Gary’s already proven that he has plenty of heart. In heavyweight boxing, as everybody knows, anybody can knock anybody else over. Last March at The York Hall, a Portuguese lump (Humberto Evora) hit Cornish flush on the beard and Gary collapsed like a deck of cards. Several would have stayed down but he hauled himself up, bit hard on his gumshield and eventually clumped all the fight out of the other fella (Evora quit on his stool citing a hand injury after round four).
Gary has been a pro for three years now. He’s won 17 straight and has stopped each of his last five opponents. However, he’s still to go past seven rounds. How close is he to a meaningful fight for, say, a Celtic title?
Let’s not forget that Gary’s still only 26. In heavyweight terms he’s still a big baby. Amateur and pro, he’s been inside a ring less than 30 times. He’s nowhere near the finished article and there’s so much more to bring out. What he now needs is fine tuning; loads of quality sparring plus fights against good opposition against whom he can learn.
He’s already sparred the likes of Dereck Chisora, David Price and Audley Harrison plus we’ve taken him to the continent to work with some of the top European heavyweights. However, at the level he’s currently at, Gary still has to make his living as a joiner. There’s financial constraints to his development.
Here, understand he’s already boxed three scheduled eight rounders and even a 10 rounder but none of those fights went past round seven because Gary did his job and got rid of the opponent early.
We hope to get him something before the summer but there’s nobody for him to box for a Celtic title. A match with someone like Michael Sprott or Tom Dallas might be viable but there’s a lot of names who just don’t want to fight him.

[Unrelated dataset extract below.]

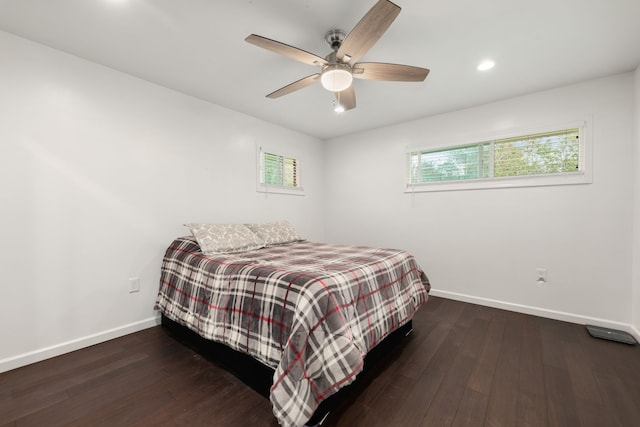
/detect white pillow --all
[185,224,264,255]
[246,221,305,246]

Perhaps we could go the InterContinental route but that gives you exemption to fight for world titles so you have to be wary. Ultimately, I’d love Gary to become the first Scot to challenge for the British heavyweight title but Tyson Fury and Dereck Chisora are contesting that in July and, at this stage, they’re a few steps above Gary. He’s not ready for them yet.
You’ve achieved great things in boxing but never with a heavyweight. How important is it for you to breach that void before you retire?
I think it’d be the final piece to my jigsaw. I’ve had untold British, Commonwealth and European champions. I’ve steered Pat Clinton, Paul Weir, Jav Khaliq and James Hare to world titles and I’ve been associated in one form or another with at least ten world champions. But a decent heavyweight has always been hard to come by.
I came through an era of good quality guys, world champions like Floyd Patterson, Jersey Joe Walcott and Ezzard Charles, and top domestic heavyweights like Joe Erskine and Henry Cooper so I’ve always had an interest even though I wasn’t intimately involved myself.
Above all, I really admire Gary Cornish’s complete dedication and the real graft that he and his trainer Laurie Redfern put in, in the gym. Because of that, I’m anxious to do all I can to help them, irrespective of the division they fight in.